Dava, kat karşılığı inşaat sözleşmesinden kaynaklı müsbet zararın tazmini istemine ilişkindir.
DELİLLERİN DEĞERLENDİRİLMESİ VE KANAAT :
Her iki tarafın da ticari işletmesiyle ilgili hususlardan doğan hukuk davaları ticari dava sayılır(TTK m.4).

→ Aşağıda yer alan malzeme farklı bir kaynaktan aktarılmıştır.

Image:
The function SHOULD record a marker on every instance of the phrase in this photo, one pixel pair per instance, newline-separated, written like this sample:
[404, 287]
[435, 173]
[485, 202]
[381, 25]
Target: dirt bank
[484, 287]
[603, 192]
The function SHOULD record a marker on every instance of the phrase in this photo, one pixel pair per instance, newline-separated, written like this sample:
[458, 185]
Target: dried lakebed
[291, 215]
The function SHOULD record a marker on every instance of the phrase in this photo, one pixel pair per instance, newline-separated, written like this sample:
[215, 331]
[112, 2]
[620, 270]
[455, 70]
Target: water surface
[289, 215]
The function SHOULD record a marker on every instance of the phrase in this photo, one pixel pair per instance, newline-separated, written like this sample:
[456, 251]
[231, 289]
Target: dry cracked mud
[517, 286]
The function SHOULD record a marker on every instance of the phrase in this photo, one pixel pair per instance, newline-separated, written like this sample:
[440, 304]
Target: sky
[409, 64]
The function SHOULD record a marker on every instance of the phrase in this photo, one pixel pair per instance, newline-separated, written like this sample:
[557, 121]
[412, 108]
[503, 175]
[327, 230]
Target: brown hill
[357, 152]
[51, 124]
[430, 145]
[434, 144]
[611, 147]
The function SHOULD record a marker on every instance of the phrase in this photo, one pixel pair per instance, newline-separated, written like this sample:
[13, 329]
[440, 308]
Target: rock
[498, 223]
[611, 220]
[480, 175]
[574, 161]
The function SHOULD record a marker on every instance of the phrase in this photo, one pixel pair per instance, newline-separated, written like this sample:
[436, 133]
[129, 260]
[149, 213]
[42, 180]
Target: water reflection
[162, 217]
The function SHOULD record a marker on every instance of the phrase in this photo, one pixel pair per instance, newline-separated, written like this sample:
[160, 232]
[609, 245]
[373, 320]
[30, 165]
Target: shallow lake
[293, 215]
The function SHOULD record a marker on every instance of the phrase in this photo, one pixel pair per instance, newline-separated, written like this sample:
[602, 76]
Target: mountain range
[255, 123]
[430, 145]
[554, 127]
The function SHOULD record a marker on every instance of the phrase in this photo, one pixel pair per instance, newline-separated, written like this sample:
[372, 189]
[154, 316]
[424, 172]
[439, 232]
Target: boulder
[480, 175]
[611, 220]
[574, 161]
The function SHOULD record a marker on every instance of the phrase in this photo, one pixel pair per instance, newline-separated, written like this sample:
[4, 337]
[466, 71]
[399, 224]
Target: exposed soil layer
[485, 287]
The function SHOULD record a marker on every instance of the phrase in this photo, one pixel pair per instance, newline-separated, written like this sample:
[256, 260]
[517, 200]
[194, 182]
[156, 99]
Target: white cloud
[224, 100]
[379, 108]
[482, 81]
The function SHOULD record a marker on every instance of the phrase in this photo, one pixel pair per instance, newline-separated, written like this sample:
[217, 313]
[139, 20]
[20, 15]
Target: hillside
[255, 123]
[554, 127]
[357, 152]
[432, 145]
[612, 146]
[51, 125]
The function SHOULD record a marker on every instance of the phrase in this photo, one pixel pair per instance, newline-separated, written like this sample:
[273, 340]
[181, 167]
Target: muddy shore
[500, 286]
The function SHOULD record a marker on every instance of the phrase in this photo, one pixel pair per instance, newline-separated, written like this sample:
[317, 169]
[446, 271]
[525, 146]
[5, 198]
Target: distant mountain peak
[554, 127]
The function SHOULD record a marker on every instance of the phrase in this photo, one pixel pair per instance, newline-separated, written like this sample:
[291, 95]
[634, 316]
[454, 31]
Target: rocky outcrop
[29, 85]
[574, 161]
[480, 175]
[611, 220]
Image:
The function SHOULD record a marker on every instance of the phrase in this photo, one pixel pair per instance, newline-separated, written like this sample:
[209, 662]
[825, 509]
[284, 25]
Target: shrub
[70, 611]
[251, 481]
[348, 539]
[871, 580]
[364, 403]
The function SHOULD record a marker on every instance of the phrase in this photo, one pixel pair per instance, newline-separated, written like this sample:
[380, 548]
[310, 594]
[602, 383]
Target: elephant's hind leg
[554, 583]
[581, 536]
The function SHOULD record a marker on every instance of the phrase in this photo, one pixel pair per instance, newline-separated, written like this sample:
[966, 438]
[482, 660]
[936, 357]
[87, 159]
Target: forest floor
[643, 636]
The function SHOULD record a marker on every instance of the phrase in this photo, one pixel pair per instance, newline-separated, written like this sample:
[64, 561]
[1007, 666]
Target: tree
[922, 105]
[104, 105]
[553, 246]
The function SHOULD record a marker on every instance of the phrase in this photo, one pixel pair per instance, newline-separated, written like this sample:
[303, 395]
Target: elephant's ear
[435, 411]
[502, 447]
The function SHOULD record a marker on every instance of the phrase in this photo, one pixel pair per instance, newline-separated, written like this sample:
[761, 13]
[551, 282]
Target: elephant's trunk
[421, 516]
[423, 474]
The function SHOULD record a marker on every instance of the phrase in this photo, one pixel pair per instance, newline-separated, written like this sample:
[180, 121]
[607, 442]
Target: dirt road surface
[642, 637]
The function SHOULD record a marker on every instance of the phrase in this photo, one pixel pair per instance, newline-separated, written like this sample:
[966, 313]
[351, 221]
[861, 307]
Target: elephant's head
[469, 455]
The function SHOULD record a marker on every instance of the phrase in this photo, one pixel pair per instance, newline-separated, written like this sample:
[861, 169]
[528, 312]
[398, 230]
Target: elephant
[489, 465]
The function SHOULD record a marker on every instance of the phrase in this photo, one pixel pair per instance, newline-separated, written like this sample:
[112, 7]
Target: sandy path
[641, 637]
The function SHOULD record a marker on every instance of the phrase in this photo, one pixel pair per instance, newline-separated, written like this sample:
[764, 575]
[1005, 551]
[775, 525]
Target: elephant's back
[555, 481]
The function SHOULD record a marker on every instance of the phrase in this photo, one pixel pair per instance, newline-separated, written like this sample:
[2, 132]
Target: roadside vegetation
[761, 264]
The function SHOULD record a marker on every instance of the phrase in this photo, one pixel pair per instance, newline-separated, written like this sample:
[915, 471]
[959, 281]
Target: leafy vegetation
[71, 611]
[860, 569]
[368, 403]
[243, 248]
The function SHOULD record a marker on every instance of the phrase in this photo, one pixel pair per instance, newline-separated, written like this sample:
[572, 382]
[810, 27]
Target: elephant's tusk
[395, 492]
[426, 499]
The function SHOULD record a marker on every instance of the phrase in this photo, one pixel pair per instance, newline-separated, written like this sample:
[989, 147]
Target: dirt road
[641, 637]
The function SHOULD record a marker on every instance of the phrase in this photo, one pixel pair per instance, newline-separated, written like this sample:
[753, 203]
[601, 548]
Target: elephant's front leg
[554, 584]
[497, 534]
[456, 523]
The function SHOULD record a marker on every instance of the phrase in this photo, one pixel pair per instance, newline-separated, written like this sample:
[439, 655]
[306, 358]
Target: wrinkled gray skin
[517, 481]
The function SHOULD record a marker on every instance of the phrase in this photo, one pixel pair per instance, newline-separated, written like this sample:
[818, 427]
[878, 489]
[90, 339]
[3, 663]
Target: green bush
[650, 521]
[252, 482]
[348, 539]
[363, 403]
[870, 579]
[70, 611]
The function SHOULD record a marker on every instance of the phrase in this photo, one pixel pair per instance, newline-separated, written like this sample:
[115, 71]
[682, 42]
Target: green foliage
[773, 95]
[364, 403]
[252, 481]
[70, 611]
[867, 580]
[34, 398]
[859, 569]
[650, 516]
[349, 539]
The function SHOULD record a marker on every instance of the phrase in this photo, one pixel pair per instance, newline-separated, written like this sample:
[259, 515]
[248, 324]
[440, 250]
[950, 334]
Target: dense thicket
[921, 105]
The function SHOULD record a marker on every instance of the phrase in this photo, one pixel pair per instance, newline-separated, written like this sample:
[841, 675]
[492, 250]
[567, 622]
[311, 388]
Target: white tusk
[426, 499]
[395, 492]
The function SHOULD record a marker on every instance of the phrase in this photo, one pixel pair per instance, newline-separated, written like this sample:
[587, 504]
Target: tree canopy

Aksine hüküm bulunmadıkça, dava olunan şeyin değerine veya tutarına bakılmaksızın asliye ticaret mahkemesi tüm ticari davalara bakmakla görevlidir.(TTK m.5).
Ticari işletme, esnaf işletmesi için öngörülen sınırı aşan düzeyde gelir sağlamayı hedef tutan faaliyetlerin devamlı ve bağımsız şekilde yürütüldüğü işletmedir(TTK m.11 ).
Esnaf ise; ister gezici olsun ister bir dükkânda veya bir sokağın belirli yerlerinde sabit bulunsun—— fazla bedenî çalışmasına dayanan ve geliri esnaf işletmesi için öngörülen sınırda kalan, sanat veya ticaretle uğraşan kişidir(TTK m.15 ).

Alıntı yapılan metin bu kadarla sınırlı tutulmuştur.